À propos de moi
Curriculum Vitæ
Je suis né en 1990.
Pyrénéen d’origine, je suis désormais installé à Ornon, aux portes des Écrins, dans les Alpes françaises.
Ingénieur de formation, je travaille en tant qu’Accompagnateur en Montagne depuis l’été 2023. Je travaille pour les bureaux des guides de la Bérarde, des 2 Alpes et de l’Oisans.

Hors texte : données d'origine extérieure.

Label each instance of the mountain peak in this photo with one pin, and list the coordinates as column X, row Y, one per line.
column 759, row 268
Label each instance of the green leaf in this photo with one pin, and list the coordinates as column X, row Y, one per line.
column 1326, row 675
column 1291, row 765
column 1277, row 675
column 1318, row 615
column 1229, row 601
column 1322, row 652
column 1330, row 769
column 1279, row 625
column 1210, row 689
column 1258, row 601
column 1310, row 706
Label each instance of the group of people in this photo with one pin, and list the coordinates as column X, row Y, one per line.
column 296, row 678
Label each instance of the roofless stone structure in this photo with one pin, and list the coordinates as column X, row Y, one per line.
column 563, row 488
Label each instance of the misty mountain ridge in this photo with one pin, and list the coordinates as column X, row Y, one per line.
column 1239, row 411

Passionné de montagne, je suis aussi grimpeur, alpiniste et skieur sur mon temps libre. Depuis 2023, je suis Président et membre du Club Alpin Français « Pays d’Oisans ».
Mon rapport à la montagne
Combien de fois je me suis posé la question de la vanité de parcourir les reliefs ? Après être né et avoir grandi dans les Pyrénées, où mes parents m’ont transmis le goût de la montagne, j’ai fait une excursion en ville pour mes études d’ingénieur et mes premiers boulots. Mais dès que j’en avais l’occasion, je revenais visiter les reliefs, soit pour y skier, soit pour y randonner avec des amis à qui je faisais découvrir (avec plus ou moins de succès) les longues journées de marche éreintantes. Finalement, on a décidé, avec Claire, ma compagne, de venir s’installer définitivement en montagne, direction les Alpes et la magnifique vallée de la Lignarre. C’est là que je me suis formé au métier d’Accompagnateur en Montagne.
Combien de fois on m’a tanné avec l’absurdité de « monter pour redescendre », de marcher sans but, d’errer, de baguenauder ? Si l’on connait généralement bien la dernière phrase du Mythe de Sisyphe d’Albert Camus, on oublie souvent l’avant-dernière phrase : « La lutte elle-même vers les sommets suffit à remplir un cœur d’homme ». Accepter cela, ça a été pour moi l’occasion de comprendre qu’il n’y avait pas que la quête des sommets. Quoi de plus jouissif que de se perdre pour mieux se retrouver, que d’apprendre à connaître les moindres recoins d’une montagne qui change du tout au tout selon la saison ou l’instant du jour, que de comprendre que tout cela vit et qu’en être spectateur peut tout simplement être réjouissant.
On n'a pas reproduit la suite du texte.